Bab 2 Landasan Teori 2.1 Konsep Shinto (神道) Shinto merupakan agama asli Jepang, namun keberadaannya dibandingkan dengan agama-agama lain di dunia kurang diketahui (Ono, 1998:1).
2.1.1 Jenis Shinto Berikut ini adalah jenis-jenis Shinto menurut Ono (1998). a. Shinto Populer Berasal dari Minzoku Shinto (民俗神道), penyembahan kami menjadi dasar dari kehidupan sehari-hari penganutnya. b. Shinto Lokal. Merupakan kegiatan keagamaan yang dilakukan di altar Shinto yang terdapat di dalam rumah. c. Shinto Sekte, juga disebut sebagai Shuha Shinto (宗派神道). Dibentuk dari campuran 13 kelompok pada abad ke-19. Mereka tidak memiliki kuil dan melangsungkan aktivitas keagamaan di aula-aula. d. Shinto Kuil, juga disebut sebagai Jinja Shinto (神社神道). Merupakan tipe tertua dan paling tersebar dibandingkan dengan tipe-tipe Shinto lainnya. e. Shinto Nasional, juga disebut sebagai Kokka Shinto (国家神道).

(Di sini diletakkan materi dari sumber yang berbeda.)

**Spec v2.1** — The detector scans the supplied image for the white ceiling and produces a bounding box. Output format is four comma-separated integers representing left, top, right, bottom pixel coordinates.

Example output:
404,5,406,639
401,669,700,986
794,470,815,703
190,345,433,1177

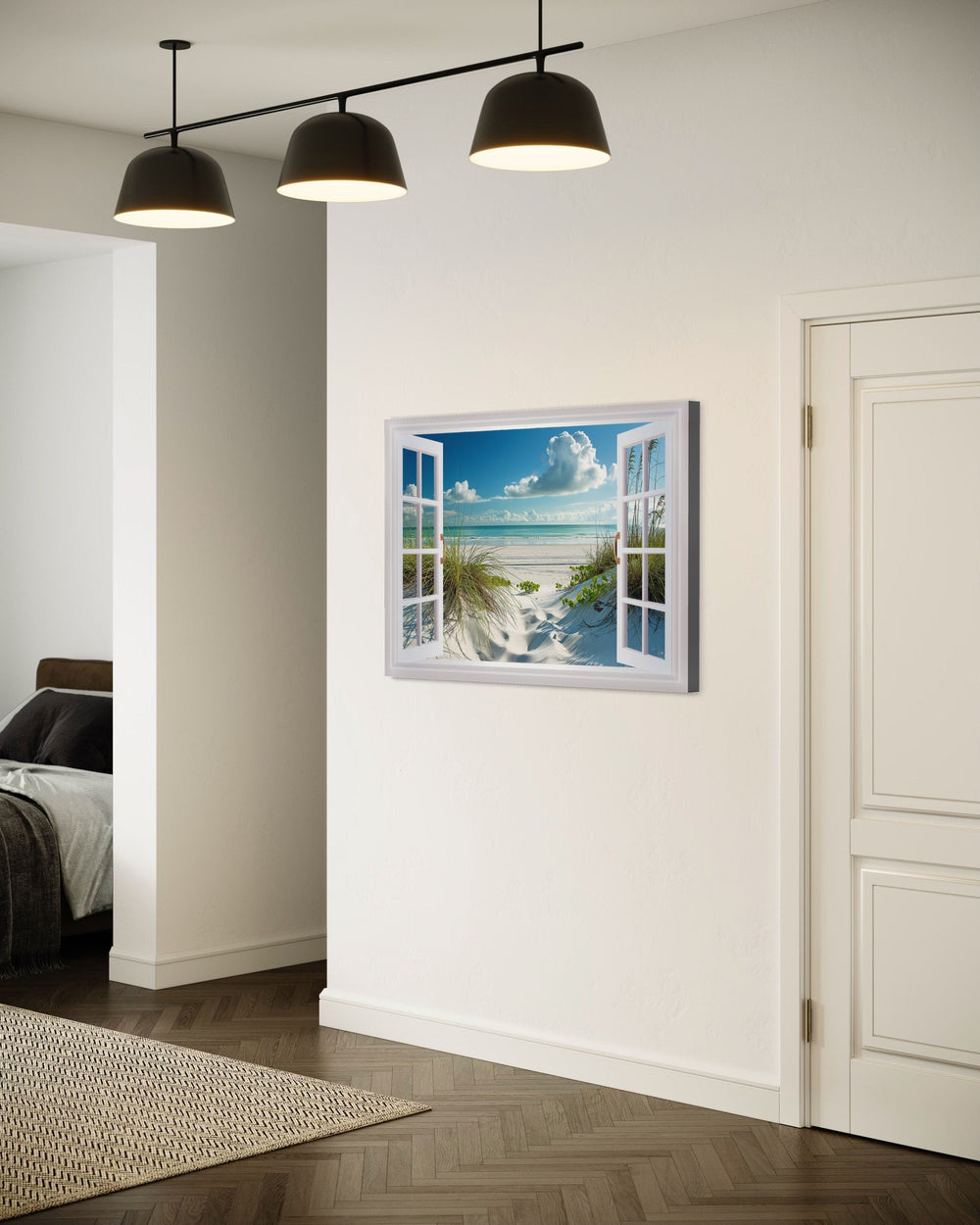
0,0,814,157
0,223,119,270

Merupakan hasil dari restorasi Meiji dimana pada saat itu ajaran-ajaran Budha dan Konfusianisme diusahakan agar hilang dari Shinto.
10
2.1.2
Upacara dan Ritual Shinto
Arti upacara (matsuri, 祭) dapat dilihat dalam kutipan di bawah ini yang diambil dari Babylon Online Dictionary (2007). 祭とは、神霊などを祀る(奉納参照)儀式。祭礼、祭祀とも呼ばれる。 あるいは、本来の祭から派生した、催事(催し、イベント)、フェステ ィバルのこと。 Terjemahan: Matsuri merupakan ritual menyembah roh dewa atau memberi persembahan kepada roh dewa. Matsuri bisa juga berarti berarti festival, perayaan atau persembahan. Sedangkan definisi ritual (gishiki, 儀式) menurut Babylon Online Dictionary (2007) adalah sebagai berikut ini. 儀式は、特定の信仰、信条、宗教によって人間が行う、一定の形式、ル ールに基づいて行う、日常生活での行為とは異なる特別な行為。 Terjemahan: Ritual merupakan pelaksanaan kegiatan berdasarakan aturan atau pola yang ditetapkan sesuai dengan kepercayaan, aturan kepercayaan dan agama yang dianut oleh manusia. Bentuknya tetap, berdasarkan kegiatan istimewa yang berbeda dengan tindakan yang biasa dilakukan sehari-hari.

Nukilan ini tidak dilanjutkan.